Sulla portata di questo vuoto la posizione di Balthasar è radicale: «In un mondo senza bellezza […], in un mondo che non ne è forse privo, ma che non è più in grado di vederla, di fare i conti con essa, anche il bene ha perso la sua forza di attrazione […]» (2). Si può condividere o meno una simile affermazione, ma difficilmente si può contestare il fatto che molti nel mondo attuale, la bellezza, non sono «in grado di vederla» e, ancor meno, di praticarla come modo «di intendersi».
Balthasar, lo si è visto, mette in relazione la caduta della bellezza con l’affermarsi del «moderno mondo degli interessi». In questa convinzione, e in generale nell’ampio scavo sul tema della bellezza del teologo svizzero, non si può non cogliere un’eco delle tesi che Fëdor Dostoevskij già novant’anni prima, nel 1871-72, aveva avanzato ne I demoni. Lo scrittore russo lo aveva fatto a modo suo: mettendole in bocca a Stepàn Trofímovič Verchovenskij, una figura di intellettuale della vecchia generazione amante dell’Occidente, tanto campato in aria quanto privo di credito. Come non bastasse, nel romanzo le parole pronunciate da Verchovenskij in una conferenza suscitano una vivace reazione di dissenso nell’uditorio: un artificio antiretorico scelto da Dostoevskij per lasciare al lettore piena libertà di giudizio.

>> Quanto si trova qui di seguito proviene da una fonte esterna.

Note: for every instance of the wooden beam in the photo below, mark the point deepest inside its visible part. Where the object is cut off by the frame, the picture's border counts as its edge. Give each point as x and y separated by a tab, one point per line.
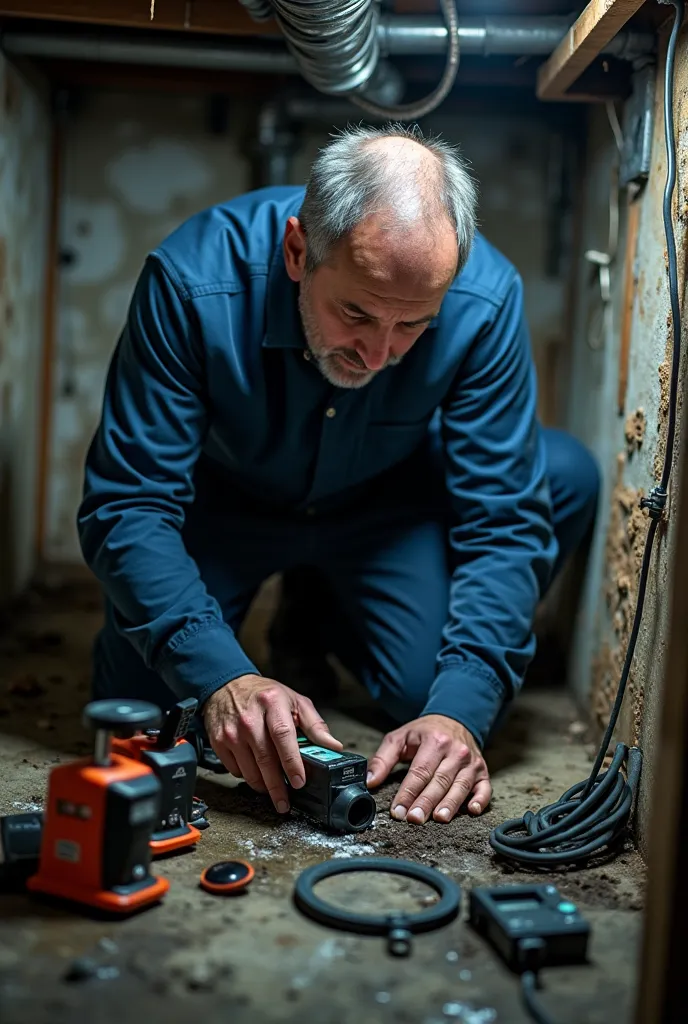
224	16
596	27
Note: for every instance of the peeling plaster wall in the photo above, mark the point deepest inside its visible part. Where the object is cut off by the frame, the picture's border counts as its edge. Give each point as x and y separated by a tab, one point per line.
630	446
25	138
135	166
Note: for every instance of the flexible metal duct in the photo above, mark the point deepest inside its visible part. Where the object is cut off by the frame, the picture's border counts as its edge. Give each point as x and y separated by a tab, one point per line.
335	42
336	45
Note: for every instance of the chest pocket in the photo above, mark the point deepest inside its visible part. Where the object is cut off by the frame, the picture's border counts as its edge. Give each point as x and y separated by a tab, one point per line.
387	443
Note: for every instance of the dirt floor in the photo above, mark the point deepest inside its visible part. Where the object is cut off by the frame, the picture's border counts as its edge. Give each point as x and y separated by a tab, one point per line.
255	957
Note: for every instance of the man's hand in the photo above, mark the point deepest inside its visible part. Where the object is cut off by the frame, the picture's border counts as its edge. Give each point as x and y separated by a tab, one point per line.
446	768
251	724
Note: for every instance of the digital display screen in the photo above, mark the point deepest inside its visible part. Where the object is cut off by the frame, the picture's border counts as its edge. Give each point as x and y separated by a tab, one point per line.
519	905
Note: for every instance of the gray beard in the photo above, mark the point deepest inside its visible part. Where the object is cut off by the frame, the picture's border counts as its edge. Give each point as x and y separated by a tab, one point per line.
325	358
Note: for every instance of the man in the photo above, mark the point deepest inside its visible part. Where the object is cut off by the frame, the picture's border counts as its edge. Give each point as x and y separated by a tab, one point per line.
341	380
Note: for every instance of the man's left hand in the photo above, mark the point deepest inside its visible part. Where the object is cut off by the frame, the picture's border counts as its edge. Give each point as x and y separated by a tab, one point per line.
446	769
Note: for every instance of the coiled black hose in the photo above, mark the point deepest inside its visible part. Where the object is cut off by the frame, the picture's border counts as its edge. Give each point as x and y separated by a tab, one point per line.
594	814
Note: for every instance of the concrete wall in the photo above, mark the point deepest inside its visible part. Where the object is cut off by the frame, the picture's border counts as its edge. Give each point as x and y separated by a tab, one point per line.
136	165
630	446
25	139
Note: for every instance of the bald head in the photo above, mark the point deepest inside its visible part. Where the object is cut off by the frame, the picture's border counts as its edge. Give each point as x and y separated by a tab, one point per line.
395	177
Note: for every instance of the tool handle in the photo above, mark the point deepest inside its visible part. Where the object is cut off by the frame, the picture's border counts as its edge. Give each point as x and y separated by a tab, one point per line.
176	723
122	718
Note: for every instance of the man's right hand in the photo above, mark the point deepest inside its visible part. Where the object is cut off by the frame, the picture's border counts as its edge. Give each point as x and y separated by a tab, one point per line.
251	724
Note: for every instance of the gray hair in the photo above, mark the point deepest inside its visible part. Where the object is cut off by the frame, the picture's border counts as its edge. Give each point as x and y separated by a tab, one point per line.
348	181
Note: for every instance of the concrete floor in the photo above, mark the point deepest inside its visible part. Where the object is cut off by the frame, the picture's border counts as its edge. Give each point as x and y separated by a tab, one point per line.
254	957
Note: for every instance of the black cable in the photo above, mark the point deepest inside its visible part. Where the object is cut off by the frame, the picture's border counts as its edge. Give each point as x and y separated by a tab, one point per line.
530	1001
594	814
396	926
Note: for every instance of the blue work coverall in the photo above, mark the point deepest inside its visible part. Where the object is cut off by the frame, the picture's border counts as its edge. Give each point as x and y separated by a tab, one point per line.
432	500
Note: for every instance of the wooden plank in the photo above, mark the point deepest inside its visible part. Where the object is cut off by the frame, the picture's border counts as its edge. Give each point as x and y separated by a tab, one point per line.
224	16
595	27
633	223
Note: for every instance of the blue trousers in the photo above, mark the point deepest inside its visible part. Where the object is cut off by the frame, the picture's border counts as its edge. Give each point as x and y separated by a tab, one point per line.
384	559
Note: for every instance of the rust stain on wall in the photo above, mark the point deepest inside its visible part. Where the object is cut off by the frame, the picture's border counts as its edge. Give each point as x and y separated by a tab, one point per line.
634	430
626	541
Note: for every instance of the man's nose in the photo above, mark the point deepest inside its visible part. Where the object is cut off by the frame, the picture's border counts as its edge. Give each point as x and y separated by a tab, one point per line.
375	349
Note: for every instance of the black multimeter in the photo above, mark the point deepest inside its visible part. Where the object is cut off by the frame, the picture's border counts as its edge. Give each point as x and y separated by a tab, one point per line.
526	923
335	794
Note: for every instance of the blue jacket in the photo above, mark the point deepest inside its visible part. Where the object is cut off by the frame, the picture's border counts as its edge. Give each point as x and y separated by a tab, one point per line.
210	363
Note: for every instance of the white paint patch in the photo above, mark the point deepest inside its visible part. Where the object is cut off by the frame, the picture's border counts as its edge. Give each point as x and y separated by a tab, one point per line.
115	305
148	178
271	844
127	131
92	229
73	328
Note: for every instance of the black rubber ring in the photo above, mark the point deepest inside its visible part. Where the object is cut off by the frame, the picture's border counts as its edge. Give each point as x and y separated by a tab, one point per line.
326	913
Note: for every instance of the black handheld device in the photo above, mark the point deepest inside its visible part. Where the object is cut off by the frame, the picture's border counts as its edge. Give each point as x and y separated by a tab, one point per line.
335	794
530	926
20	837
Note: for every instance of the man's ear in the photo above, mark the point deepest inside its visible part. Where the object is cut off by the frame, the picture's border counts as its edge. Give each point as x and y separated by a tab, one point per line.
294	247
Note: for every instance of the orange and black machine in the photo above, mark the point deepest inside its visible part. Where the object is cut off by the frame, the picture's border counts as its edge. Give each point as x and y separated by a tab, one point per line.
173	760
100	815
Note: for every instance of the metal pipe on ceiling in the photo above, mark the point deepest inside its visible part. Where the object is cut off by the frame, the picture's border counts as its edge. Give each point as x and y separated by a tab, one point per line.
499	35
398	36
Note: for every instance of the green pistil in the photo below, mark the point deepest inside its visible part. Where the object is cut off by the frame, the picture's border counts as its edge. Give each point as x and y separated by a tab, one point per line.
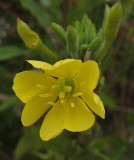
64	85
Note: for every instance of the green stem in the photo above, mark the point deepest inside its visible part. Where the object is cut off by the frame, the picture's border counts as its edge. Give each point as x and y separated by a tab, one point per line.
101	52
50	53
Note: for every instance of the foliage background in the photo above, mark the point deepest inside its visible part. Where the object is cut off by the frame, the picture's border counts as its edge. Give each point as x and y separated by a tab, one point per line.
109	139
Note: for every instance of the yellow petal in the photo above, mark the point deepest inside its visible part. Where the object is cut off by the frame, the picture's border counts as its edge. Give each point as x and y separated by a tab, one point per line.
78	116
35	108
89	73
39	64
53	123
63	68
66	68
26	84
94	103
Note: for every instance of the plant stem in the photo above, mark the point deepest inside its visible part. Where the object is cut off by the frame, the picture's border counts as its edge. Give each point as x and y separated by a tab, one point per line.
101	52
47	51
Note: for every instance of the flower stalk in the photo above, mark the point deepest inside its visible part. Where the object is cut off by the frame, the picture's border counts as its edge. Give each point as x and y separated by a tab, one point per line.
32	39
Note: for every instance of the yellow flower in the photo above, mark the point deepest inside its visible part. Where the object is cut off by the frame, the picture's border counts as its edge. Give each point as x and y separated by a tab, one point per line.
68	87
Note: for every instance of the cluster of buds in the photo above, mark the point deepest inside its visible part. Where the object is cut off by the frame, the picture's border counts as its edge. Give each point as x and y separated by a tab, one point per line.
80	40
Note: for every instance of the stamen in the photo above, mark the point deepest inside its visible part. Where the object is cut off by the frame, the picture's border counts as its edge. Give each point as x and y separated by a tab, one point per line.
62	100
78	94
51	103
68	89
61	94
45	95
55	87
72	105
83	83
40	86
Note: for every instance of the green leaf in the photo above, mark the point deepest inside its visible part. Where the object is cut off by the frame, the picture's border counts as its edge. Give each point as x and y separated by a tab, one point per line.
8	52
38	12
30	141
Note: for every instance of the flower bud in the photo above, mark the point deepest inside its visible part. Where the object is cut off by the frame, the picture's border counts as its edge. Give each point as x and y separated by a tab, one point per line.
59	32
113	21
72	40
30	38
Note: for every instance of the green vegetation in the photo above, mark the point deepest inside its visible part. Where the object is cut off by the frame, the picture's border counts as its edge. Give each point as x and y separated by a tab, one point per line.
109	139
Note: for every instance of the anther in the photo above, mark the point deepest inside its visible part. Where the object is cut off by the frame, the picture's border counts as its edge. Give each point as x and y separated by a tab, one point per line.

Ecco le tesi: «È accaduto soltanto una cosa: uno spostamento di scopi, la sostituzione di una bellezza con un’altra! Tutto il malinteso non è che nel dubbio se sia più bello Shakespeare o un paio di stivali, Raffaello o il petrolio. […] Ma sapete, sapete voi che senza l’inglese l’umanità può ancora vivere, può vivere senza la Germania, può vivere anche troppo facilmente senza i russi, può vivere senza la scienza, può vivere senza pane, ma soltanto senza la bellezza non potrebbe vivere, perché non ci sarebbe nulla da fare al mondo? Tutto il segreto è qui, tutta la storia è qui! La scienza stessa non sussisterebbe un momento senza la bellezza, – lo sapete, voi che ridete? – diventerebbe una volgarità e non inventereste più un chiodo!» (3).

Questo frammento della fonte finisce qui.